Вся картина выдержана в мягких, млечно-сиреневых тонах и состоит из трёх продолговатых, сверху закруглённых холстов. На левом от зрителя холсте изображена Юнона на облаках и под ней тритоны в воде, на правом – Минерва среди древесного пейзажа, на среднем изображена Венера в раковине и несколько в отдалении Парис, сидящий на камне под тонким свивающимся деревом, и стадо овец на покате у рощи, в лёгкой сиреневой дымке. Совсем на первом плане среднего холста обнажённый Амур, сидя на дельфине, возносит над головой полученное яблоко. Более всех произведений московского времени «Суд Париса» является чисто возрожденческой вещью. В общей компоновке, в совершенной по остроумию моделировке складок одежд и в редко прекрасном Амуре на первом плане, и в дальнем пейзаже, – во всём разлит высокий праздник искусства. Это совершенно венецианская вещь, и в её серо-сиреневом, как бы затаённом тоне, есть воспоминание о поздней зрелости Тициана.

Александровская слобода. Эскиз…

Александровская слобода.
Эскиз декорации к опере Н.А. Римского-Корсакова
«Царская невеста». 1899 г.

Здесь необходимо сделать замечание об архитектурных замыслах Врубеля. О Врубеле, как архитекторе, приходится говорить лишь вскользь, так как, несмотря на огромные его познания в этом высоком искусстве, эта его способность и понимание остались без применения. Остались лишь немногие проекты, свидетельствующие о необыкновенной ясности мысли и удивительной меткости и отчётливости архитектурных форм. Если бы ему была представлена возможность, он бы преобразил физиономию Москвы и удивил бы мир, дав мощный музыкальный удар в единственном в своём роде сочетании линий. И как ему хотелось породнить зубцы стен венецианского арсенала с зубцами кремлёвских стен! И так и не удалось! Значительно позже, углубившись в созерцание красот нетронутой природы, он даже как будто совсем позабудет о разрушенных планах, но в это время он стоит, сжав кулаки в невыразимой ярости, как у одного из его забракованных несравненных Демонов, у которого так напряжены мышцы от невероятного усилия удержать равновесие, что кровеносные сосуды готовы лопнуть.

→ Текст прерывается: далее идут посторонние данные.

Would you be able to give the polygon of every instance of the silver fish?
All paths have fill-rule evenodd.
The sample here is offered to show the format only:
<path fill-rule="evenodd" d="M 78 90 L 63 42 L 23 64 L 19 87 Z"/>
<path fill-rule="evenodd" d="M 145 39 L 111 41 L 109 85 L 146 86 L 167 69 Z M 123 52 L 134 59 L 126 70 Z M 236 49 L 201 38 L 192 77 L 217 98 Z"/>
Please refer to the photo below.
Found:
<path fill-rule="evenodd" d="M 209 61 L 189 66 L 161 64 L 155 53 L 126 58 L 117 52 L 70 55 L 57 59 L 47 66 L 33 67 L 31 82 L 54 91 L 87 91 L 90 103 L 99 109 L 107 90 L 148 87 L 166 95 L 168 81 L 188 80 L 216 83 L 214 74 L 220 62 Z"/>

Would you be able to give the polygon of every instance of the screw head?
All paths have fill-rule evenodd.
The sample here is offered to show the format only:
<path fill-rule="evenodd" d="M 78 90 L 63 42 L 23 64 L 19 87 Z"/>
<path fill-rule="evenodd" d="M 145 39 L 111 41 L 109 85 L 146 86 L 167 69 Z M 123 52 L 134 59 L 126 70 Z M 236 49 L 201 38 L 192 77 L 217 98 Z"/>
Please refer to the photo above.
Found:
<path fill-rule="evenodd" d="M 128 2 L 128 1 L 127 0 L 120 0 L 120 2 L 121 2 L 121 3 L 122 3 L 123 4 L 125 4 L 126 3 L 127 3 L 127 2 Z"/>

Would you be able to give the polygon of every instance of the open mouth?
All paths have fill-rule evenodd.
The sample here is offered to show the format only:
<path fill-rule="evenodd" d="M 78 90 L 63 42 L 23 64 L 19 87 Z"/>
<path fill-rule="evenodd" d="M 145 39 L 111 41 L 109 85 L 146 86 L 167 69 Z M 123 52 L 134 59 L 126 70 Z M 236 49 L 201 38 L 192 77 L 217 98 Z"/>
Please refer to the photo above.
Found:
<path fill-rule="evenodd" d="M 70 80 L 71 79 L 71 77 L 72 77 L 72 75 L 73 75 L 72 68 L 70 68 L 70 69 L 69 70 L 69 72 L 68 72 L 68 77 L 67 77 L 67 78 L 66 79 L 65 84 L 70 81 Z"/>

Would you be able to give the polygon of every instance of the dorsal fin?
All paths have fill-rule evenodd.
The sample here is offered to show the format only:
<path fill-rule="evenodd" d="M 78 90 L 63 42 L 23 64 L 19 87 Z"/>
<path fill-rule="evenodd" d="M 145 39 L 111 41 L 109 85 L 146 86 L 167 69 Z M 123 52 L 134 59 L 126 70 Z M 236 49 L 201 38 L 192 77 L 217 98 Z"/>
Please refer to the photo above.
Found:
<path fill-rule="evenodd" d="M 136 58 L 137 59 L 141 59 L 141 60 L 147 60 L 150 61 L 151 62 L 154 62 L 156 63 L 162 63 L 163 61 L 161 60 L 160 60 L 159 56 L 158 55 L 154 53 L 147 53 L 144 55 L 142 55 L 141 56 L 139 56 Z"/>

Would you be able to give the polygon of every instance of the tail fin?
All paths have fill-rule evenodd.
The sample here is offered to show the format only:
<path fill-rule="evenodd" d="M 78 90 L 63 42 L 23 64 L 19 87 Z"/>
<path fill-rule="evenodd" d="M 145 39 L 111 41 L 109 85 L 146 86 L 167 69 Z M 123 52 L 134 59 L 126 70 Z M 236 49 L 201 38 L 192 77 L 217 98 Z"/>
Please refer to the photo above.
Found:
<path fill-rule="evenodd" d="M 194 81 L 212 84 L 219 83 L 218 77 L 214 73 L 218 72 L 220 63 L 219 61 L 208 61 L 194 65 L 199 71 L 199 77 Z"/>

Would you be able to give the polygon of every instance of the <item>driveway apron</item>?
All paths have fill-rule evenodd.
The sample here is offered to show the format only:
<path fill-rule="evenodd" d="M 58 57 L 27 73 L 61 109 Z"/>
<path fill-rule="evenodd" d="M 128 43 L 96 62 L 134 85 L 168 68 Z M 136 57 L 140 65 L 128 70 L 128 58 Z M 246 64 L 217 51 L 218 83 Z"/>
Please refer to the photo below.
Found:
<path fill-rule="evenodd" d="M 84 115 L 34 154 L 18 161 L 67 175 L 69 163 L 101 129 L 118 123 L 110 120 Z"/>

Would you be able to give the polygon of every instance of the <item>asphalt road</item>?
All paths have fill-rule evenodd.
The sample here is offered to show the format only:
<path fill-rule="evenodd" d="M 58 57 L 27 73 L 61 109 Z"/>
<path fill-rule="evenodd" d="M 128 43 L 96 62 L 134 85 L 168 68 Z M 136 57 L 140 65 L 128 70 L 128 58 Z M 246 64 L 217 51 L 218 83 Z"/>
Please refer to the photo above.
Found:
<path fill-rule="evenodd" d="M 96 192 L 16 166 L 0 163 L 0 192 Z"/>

Тот, кому было дано осмыслить физиономию огромного города, и кто мог бы породить целую архитектурную школу, был обречён увидеть осуществление своей архитектурной мысли лишь в виде маленького флигелька на Спасской Садовой и то в упрощённой и далеко несогласной с первоначальным планом форме. Античной красоты головы львов, принадлежащие Врубелю же, со столбов ворот глядят с суровостью и высокомерием чисто античного характера.